In Q1 Schlumberger's total revenue fell 17% Q/Q. North America and Latin America were the worst performers as revenue fell in those regions by 25% and 18%, respectively.
That said, I believe there could be more pain ahead in certain international markets. The U.K. referendum could cause Britain's economy to contract, and create uncertainty for the EU.
Latin America, where Schlumberger derives 18% of its revenue, is a major cause for concern. Brazil and Venezuela are heavily dependent upon exports to China; to the extent China's economy slows it could have an outsized impact on their economies and currencies. Venezuela's economy is expected to contract by double-digits again this year. The country's oil production fell to a 13-year low in June and its state oil company, PDVSA, has run up billions in unpaid bills to creditors. PDVSA is looking to increase its presence with Schlumberger, but if its oil production continues to slow it could hurt Schlumberger's future revenue in the region.

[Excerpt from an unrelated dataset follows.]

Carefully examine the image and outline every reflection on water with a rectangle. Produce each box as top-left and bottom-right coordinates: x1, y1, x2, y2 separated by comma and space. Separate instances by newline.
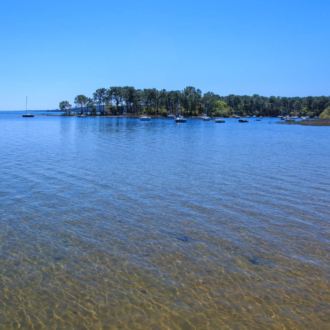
0, 115, 330, 329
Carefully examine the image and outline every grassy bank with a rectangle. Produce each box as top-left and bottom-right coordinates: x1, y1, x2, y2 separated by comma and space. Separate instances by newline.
279, 119, 330, 126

Returns On Cameron Deal Could Be Dismal Short-Term
Schlumberger completed its $14 billion acquisition of Cameron International a few months ago. About $2.8 billion of the purchase price was to be paid in cash and the rest in SLB stock. The transaction will likely reduce Schlumberger's cash balance and liquidity. Meanwhile, earnings growth from deal could be non-existent in the short-term.

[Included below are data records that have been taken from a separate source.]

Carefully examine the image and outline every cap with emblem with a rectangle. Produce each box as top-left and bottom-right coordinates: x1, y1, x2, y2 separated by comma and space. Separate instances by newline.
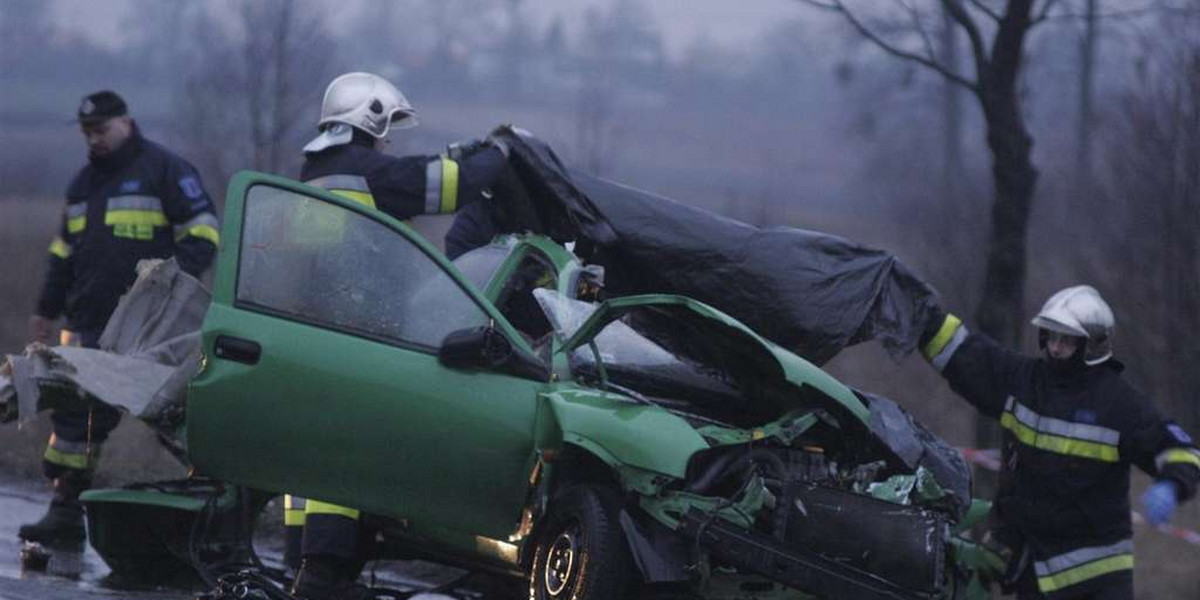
77, 91, 128, 125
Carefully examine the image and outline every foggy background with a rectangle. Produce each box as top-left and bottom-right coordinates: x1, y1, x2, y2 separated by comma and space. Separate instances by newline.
1, 1, 1197, 597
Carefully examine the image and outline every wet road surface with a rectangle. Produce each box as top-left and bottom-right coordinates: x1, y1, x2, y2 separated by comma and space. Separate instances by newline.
0, 478, 509, 600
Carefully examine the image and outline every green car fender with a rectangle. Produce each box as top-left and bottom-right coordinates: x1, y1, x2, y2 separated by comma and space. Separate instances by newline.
535, 388, 710, 494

Cameron's revenue and earnings were slowing when the deal was completed. Its Q4 2015 revenue of $2.1 billion was down 6% sequentially and 26% Y/Y. Revenue from Subsea Technology -- Cameron's bread and butter -- fell 7% Q/Q and 19% Y/Y. Its contract backlog had fallen to $6.5 billion at the end of 2015 from $8.4 billion when the deal was announced in Q3 2015 -- a decline of over 20%. There is a dearth of new orders in the deep water market and Barclays anticipates the offshore drilling market will not rebound until 2018. That means Schlumberger might have to wait 18 to 24 months before it receives an acceptable return from the Cameron deal. I recommend that investors avoid SLB.
Disclosure: I am/we are short BHI.
I wrote this article myself, and it expresses my own opinions. I am not receiving compensation for it. I have no business relationship with any company whose stock is mentioned in this article.